Mumbai: India’s rupee fell the most in seven weeks on speculation importers are taking advantage of the currency’s recent strength to buy dollars.

The rupee rallied 1.4 per cent in September, the best performance among 24 emerging-market exchange rates tracked by Bloomberg. It has advanced 0.6 per cent this month as India remained insulated from China’s economic woes and amid optimism capital inflows will rise after the nation relaxed curbs on foreign ownership of its debt.

“It is a great opportunity for importers to rake up dollars at attractive levels,” said Subramanian Sharma, a director at Mumbai-based Greenback Forex Services Pvt. “The rupee gains were more than warranted.”

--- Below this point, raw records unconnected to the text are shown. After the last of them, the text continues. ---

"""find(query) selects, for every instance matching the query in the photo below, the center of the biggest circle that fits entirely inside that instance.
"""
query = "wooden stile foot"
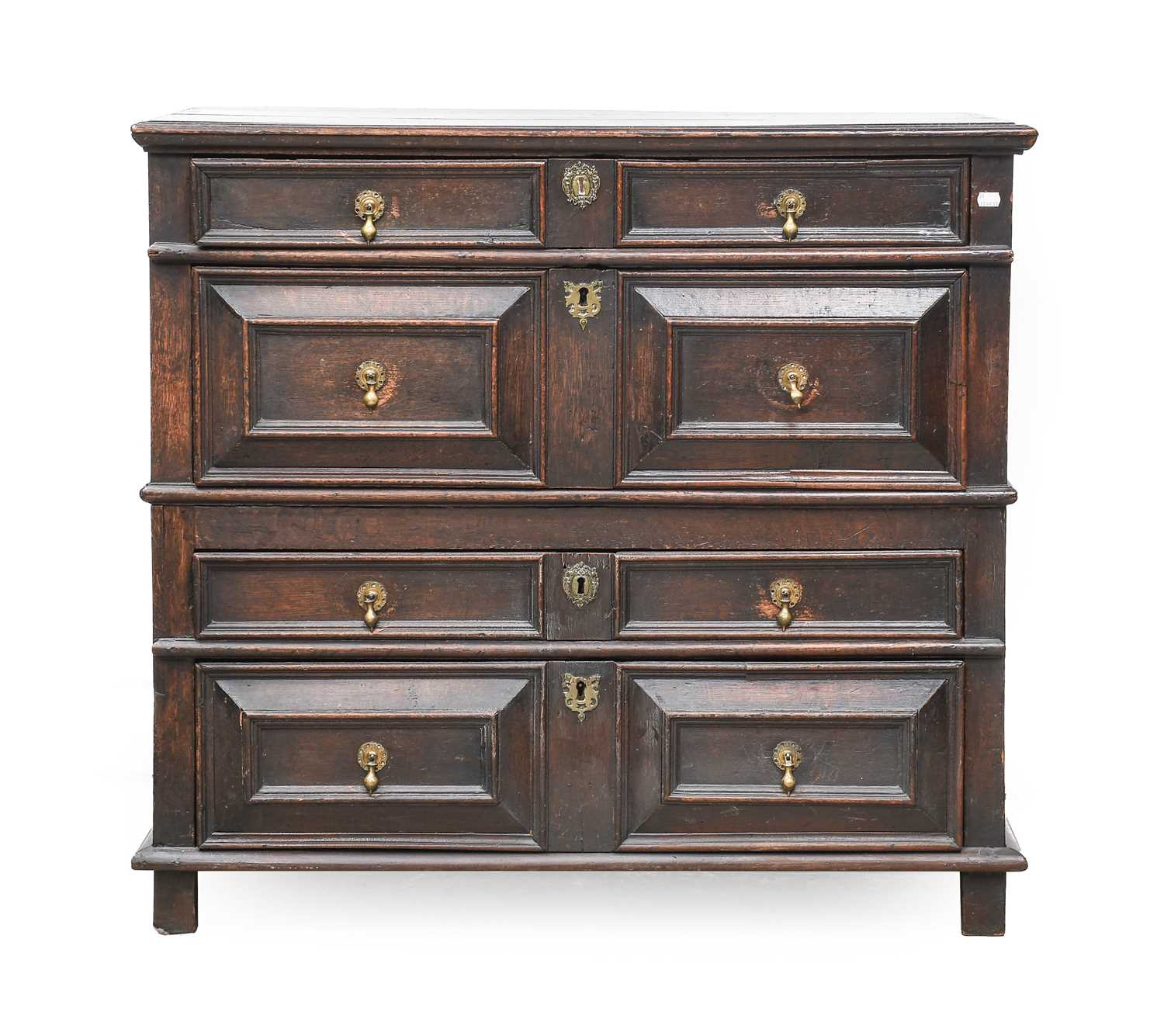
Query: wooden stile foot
(984, 903)
(175, 901)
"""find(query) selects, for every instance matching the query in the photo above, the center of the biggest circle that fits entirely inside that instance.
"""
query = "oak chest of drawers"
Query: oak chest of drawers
(565, 491)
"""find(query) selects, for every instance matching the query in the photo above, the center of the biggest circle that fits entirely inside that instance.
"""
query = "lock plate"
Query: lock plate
(580, 582)
(580, 183)
(584, 300)
(581, 694)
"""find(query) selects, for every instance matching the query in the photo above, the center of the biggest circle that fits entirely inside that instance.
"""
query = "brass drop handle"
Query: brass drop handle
(793, 379)
(372, 757)
(370, 376)
(372, 598)
(787, 756)
(792, 205)
(787, 594)
(369, 207)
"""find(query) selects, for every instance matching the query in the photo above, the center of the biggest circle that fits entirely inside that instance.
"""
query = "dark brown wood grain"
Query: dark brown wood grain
(265, 594)
(701, 402)
(889, 202)
(279, 403)
(175, 903)
(882, 756)
(729, 594)
(309, 203)
(466, 757)
(509, 442)
(438, 133)
(580, 384)
(582, 761)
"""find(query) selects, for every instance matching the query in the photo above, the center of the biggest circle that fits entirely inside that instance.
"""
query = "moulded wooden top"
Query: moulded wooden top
(377, 130)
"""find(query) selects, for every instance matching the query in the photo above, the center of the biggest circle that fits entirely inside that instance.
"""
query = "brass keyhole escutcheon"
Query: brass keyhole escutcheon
(370, 376)
(584, 300)
(787, 756)
(793, 379)
(787, 594)
(792, 205)
(372, 598)
(580, 183)
(581, 694)
(372, 757)
(580, 584)
(369, 207)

The rupee weakened 0.7 per cent to 65.1850 a dollar in Mumbai, the most since August 24, prices from local banks compiled by Bloomberg show. Regional currencies halted a seven-day run of gains Tuesday as a sharper-than-predicted drop in Chinese imports added to signs the world’s second-largest economy is slowing.

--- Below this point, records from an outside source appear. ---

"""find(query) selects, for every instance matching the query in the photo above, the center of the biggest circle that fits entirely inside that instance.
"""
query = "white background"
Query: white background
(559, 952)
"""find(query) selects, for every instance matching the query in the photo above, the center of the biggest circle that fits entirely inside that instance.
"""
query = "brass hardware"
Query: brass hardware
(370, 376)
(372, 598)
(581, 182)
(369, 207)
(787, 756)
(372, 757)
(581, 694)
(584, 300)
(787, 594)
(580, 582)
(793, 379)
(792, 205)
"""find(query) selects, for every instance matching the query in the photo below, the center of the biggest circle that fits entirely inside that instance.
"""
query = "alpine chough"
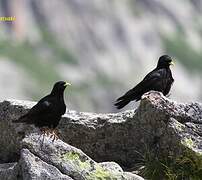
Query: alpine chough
(160, 79)
(47, 113)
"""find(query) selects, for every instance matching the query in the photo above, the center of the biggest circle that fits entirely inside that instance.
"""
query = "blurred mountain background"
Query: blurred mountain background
(102, 47)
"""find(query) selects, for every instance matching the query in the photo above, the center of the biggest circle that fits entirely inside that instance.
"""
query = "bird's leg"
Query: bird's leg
(45, 131)
(168, 95)
(54, 135)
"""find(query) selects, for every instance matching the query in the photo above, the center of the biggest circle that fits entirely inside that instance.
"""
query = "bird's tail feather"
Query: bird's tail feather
(22, 119)
(121, 103)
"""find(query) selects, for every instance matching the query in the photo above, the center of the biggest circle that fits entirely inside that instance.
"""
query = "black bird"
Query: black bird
(160, 79)
(47, 113)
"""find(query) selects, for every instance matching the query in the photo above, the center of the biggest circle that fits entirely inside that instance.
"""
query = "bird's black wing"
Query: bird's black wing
(45, 105)
(155, 80)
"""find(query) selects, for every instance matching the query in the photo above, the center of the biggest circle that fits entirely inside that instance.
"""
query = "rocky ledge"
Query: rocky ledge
(112, 142)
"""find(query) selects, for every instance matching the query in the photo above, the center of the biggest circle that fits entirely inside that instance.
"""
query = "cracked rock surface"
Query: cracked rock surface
(163, 126)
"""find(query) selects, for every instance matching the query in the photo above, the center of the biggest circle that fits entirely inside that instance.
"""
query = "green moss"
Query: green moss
(82, 164)
(101, 174)
(95, 171)
(186, 166)
(188, 142)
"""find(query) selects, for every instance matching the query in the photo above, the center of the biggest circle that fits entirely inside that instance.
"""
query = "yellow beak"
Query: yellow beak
(67, 84)
(172, 63)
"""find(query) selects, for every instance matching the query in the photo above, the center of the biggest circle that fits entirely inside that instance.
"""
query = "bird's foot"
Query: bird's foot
(168, 95)
(54, 135)
(45, 131)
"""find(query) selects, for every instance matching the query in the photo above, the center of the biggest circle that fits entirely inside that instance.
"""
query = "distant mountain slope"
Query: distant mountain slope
(102, 47)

The yield on local sovereign bonds due May 2025 fell two basis points to 7.56 per cent, according to prices from the Reserve Bank of India’s trading system. India is said to have sold all of the 56 billion rupees ($861.7 million; Dh3.17 billion) of debt quotas to foreign investors on Monday, enabling them to buy more of the nation’s sovereign notes, people familiar with the matter said, asking not to be identified as they aren’t authorised to speak to the media.

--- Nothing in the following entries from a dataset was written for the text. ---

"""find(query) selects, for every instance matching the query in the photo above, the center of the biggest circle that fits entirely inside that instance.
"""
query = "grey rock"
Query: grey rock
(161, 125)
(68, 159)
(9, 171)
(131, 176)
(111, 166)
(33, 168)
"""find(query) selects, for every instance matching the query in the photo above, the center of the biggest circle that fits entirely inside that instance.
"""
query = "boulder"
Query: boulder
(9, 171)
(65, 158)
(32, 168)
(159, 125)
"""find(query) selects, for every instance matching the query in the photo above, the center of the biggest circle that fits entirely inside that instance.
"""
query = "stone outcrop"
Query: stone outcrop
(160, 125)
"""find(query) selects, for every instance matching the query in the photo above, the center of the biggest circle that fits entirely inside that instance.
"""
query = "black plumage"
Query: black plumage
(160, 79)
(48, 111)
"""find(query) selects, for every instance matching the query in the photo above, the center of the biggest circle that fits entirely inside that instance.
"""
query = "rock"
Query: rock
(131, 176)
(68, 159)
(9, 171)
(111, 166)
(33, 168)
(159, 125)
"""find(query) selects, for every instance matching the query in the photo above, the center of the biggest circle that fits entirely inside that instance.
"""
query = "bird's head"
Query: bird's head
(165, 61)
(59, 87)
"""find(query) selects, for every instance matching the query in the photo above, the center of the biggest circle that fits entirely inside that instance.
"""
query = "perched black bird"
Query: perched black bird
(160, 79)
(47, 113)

India’s inflation accelerated as RBI Governor Raghuram Rajan looks to maintain an accommodative monetary policy stance. Consumer prices rose 4.41 per cent in September from a year earlier, after a revised 3.74 per cent increase in August, a report showed after the close of markets on Monday. Rajan has cut the benchmark repurchase rate by 125 basis points this year to 6.75 per cent.